Een nieuwe gevederde slang - nog groter dan de eerste - richtte zich voor hen op als een cobra voor een slangenbezweerder, ontblootte met een borrelend gesis zijn giftanden en dat allemaal op niet meer dan een paar meter bij hen vandaan.
'Mulder, wat is dat voor een beest?' vroeg Scully. Ze ademde langzaam 'en ondiep.
'Ik stel voor dat we ons even niet bewegen,' zei hij tussen zijn opeengeklemde tanden door.
Het kronkelende schepsel zwaaide voor hun ogen heen en weer - enorm, ontzagwekkend, groter dan ooit een krokodil geweest was. De geveerde schubben stonden als stekels overeind en zijn adem was een ononderbroken gesis alsof stoom zich een weg uit een ketel vocht.
'Wat wil dat beest?'
Het olieachtig iriserende dier bewoog zich zo snel dat het een vage vlek werd - net gezichtsbedrog, net alsof zijn hele lijf uit kwikzilver bestond, alsof het voor een andere zwaartekracht en in een ander samenstel van milieufactoren geboren was.
Mulder kon zich niet bewegen. Hij staarde het beest aan en hoopte dat het geen van zijn daden bedreigend zou vinden. Het monster richtte met ogen als brandende parels zijn aandacht op hen en gromde met een onpeilbare intelligentie in een brein van onbegrijpelijke vreemdheid.

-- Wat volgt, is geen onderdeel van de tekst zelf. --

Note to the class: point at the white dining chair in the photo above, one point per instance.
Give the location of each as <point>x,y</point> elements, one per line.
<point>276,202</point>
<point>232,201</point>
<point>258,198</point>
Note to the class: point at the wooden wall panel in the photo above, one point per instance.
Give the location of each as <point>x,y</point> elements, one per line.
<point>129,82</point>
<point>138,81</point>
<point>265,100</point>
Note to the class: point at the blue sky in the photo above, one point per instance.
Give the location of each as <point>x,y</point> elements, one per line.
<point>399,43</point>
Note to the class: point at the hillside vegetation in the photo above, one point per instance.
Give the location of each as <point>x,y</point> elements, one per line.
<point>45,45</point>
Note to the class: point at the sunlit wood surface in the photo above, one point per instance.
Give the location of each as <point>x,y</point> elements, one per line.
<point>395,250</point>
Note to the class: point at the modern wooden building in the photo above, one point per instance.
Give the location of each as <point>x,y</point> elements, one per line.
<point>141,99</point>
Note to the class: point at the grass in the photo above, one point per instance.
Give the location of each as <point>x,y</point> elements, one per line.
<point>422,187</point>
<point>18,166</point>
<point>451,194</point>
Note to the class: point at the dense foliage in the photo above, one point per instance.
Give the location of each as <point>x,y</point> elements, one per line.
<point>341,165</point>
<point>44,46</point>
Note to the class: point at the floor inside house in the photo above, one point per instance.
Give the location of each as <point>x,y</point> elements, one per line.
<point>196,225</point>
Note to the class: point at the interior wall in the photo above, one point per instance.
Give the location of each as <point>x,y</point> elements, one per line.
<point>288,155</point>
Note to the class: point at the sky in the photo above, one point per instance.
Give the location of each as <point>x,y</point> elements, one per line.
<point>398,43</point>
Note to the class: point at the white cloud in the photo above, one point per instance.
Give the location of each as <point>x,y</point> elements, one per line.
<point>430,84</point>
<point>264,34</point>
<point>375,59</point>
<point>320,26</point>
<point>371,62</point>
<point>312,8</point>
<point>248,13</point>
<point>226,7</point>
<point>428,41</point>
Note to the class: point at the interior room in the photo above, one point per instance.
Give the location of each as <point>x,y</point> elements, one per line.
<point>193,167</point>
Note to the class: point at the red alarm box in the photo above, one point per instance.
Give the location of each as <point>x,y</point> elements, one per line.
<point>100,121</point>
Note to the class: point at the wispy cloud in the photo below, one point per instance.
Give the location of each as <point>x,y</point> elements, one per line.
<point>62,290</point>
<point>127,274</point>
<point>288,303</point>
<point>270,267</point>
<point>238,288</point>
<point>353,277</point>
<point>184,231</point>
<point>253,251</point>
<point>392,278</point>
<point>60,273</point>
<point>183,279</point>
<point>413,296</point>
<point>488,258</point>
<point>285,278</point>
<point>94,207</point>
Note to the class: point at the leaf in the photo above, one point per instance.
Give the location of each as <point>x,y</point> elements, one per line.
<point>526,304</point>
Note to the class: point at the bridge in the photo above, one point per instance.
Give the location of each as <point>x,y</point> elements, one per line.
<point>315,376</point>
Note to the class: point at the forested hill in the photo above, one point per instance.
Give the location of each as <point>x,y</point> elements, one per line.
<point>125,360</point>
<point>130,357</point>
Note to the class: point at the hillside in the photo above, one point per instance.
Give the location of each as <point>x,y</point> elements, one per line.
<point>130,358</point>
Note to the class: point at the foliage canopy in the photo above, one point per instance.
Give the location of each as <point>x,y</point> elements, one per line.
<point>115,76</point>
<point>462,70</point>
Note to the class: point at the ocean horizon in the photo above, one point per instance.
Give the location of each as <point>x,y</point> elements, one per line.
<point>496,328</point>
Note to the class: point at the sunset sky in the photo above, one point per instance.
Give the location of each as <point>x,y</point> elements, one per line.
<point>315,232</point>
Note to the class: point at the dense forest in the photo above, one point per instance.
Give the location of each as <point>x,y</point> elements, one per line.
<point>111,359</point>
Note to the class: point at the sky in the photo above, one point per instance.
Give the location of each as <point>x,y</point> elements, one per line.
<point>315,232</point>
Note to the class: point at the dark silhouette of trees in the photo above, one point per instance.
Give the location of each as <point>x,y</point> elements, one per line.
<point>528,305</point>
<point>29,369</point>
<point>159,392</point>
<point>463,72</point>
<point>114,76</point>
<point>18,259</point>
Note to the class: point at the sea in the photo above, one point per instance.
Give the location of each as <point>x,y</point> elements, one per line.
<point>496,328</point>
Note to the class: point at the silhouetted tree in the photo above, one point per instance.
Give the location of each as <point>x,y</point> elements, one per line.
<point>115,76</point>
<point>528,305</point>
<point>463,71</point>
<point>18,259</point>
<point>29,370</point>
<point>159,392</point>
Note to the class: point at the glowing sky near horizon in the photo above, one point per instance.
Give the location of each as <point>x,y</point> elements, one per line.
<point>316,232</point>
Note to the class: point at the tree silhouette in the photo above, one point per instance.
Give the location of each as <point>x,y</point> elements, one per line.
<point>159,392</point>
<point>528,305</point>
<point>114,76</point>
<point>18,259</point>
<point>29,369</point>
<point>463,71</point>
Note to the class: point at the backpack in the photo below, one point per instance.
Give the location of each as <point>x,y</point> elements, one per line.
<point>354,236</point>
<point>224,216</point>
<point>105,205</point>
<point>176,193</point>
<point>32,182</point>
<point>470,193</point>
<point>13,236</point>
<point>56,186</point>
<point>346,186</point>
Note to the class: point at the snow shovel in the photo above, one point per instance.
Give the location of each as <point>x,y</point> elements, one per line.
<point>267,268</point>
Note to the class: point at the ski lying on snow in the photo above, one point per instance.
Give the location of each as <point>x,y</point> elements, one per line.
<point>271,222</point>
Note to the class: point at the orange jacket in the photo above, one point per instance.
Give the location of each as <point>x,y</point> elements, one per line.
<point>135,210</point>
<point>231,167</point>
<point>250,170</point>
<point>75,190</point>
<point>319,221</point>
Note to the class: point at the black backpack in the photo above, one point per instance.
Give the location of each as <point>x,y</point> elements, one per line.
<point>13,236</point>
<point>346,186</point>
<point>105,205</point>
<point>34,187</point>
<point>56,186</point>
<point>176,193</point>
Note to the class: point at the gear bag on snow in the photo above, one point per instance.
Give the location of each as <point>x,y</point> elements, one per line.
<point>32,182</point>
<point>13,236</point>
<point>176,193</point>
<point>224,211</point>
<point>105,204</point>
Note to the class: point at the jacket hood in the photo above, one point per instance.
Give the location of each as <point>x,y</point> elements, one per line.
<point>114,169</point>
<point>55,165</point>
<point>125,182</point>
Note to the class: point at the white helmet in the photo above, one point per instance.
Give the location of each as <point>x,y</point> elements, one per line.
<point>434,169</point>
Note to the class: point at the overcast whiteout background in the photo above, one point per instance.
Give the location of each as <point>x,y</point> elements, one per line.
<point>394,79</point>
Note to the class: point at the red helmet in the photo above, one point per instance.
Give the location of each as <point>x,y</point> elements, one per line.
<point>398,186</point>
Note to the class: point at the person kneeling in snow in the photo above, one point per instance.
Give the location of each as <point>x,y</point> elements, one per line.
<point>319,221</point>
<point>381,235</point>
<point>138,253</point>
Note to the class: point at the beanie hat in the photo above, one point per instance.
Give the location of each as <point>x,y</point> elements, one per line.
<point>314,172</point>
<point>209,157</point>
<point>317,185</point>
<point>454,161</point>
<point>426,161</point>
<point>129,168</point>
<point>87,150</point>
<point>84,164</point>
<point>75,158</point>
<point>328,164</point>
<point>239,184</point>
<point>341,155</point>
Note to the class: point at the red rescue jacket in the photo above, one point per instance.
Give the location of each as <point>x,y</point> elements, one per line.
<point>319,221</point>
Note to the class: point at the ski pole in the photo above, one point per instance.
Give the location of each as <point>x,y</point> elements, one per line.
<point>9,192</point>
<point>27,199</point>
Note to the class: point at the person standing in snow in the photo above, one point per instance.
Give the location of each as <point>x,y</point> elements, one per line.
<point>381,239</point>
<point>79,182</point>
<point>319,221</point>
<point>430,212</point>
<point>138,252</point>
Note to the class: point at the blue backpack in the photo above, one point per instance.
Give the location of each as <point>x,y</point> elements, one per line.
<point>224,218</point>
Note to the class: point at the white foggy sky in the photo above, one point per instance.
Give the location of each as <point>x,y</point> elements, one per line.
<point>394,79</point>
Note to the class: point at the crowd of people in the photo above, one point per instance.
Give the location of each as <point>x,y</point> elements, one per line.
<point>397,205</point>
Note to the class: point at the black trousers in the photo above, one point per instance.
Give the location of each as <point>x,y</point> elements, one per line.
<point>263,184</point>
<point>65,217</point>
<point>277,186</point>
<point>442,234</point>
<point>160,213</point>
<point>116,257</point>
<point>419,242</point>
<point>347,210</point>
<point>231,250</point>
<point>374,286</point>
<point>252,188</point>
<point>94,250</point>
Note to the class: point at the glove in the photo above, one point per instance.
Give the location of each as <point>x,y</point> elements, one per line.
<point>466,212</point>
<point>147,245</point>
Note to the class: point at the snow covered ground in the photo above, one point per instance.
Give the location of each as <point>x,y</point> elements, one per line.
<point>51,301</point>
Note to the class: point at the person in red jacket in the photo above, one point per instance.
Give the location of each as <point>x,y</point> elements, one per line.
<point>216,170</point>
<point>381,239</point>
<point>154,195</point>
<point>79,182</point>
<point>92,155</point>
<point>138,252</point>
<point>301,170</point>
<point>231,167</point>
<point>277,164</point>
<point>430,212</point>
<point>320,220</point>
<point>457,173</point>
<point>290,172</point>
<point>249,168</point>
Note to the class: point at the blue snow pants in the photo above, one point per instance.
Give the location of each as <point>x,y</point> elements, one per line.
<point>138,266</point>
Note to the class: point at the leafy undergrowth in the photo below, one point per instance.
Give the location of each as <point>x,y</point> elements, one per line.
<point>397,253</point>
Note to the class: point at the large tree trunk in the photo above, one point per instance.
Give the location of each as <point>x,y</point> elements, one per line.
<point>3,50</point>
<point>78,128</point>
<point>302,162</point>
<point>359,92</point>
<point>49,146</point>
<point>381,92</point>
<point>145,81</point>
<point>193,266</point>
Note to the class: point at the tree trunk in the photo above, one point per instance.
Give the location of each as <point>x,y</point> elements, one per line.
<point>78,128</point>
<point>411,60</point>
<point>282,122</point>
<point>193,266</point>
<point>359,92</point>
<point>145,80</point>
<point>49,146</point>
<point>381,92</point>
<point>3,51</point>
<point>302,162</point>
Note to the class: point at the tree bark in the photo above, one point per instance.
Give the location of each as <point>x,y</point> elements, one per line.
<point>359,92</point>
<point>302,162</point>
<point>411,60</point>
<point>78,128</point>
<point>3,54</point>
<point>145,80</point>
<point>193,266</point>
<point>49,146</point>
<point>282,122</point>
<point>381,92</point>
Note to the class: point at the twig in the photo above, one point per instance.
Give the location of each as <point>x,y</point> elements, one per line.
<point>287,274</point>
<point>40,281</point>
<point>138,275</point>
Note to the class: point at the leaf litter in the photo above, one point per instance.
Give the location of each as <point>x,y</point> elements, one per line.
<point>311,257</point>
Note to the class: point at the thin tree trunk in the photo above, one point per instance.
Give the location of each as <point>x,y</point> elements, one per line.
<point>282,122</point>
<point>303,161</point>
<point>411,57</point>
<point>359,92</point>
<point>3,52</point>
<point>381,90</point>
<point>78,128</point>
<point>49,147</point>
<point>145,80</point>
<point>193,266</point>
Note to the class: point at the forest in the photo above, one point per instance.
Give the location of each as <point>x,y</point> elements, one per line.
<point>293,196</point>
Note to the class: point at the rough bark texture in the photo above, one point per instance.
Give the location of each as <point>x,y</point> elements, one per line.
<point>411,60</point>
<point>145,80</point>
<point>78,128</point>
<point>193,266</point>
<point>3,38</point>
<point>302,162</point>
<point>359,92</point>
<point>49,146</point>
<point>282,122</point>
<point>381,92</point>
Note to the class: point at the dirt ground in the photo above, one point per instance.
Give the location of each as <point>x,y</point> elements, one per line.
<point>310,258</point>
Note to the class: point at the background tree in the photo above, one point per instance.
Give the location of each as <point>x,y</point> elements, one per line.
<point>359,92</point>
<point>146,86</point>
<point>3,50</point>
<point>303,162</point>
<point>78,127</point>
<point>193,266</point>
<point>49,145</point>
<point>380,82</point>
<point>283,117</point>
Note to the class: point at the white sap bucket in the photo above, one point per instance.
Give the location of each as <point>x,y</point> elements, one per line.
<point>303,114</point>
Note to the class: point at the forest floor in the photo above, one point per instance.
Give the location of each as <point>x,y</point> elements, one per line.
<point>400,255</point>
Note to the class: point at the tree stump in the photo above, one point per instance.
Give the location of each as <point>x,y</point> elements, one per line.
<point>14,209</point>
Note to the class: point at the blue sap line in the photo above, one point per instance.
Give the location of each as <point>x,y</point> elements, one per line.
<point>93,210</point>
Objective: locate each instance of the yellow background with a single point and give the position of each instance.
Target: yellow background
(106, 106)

Mulder herinnerde zich de reliëfs, de stéles, de afbeeldingen van Kukulkán in het schip. Deze slangachtige schepsels waren huisdieren of metgezellen of helpers van het oude ruimtewezen geweest ... of misschien wel iets heel anders.
Hoewel Kukulkán zelf al vele eeuwen geleden gestorven was en van zijn gemummificeerde lijk niet meer restte dan versteende flarden vlees aan naakte botten, waren afstammelingen van de oorspronkelijke gevederde slangen achtergebleven. Gestrand. In de loop van de eeuwen hadden ze zich in de Midden-Amerikaanse oerwouden thuis leren voelen en waren ze in de dichte regenwouden in leven gebleven.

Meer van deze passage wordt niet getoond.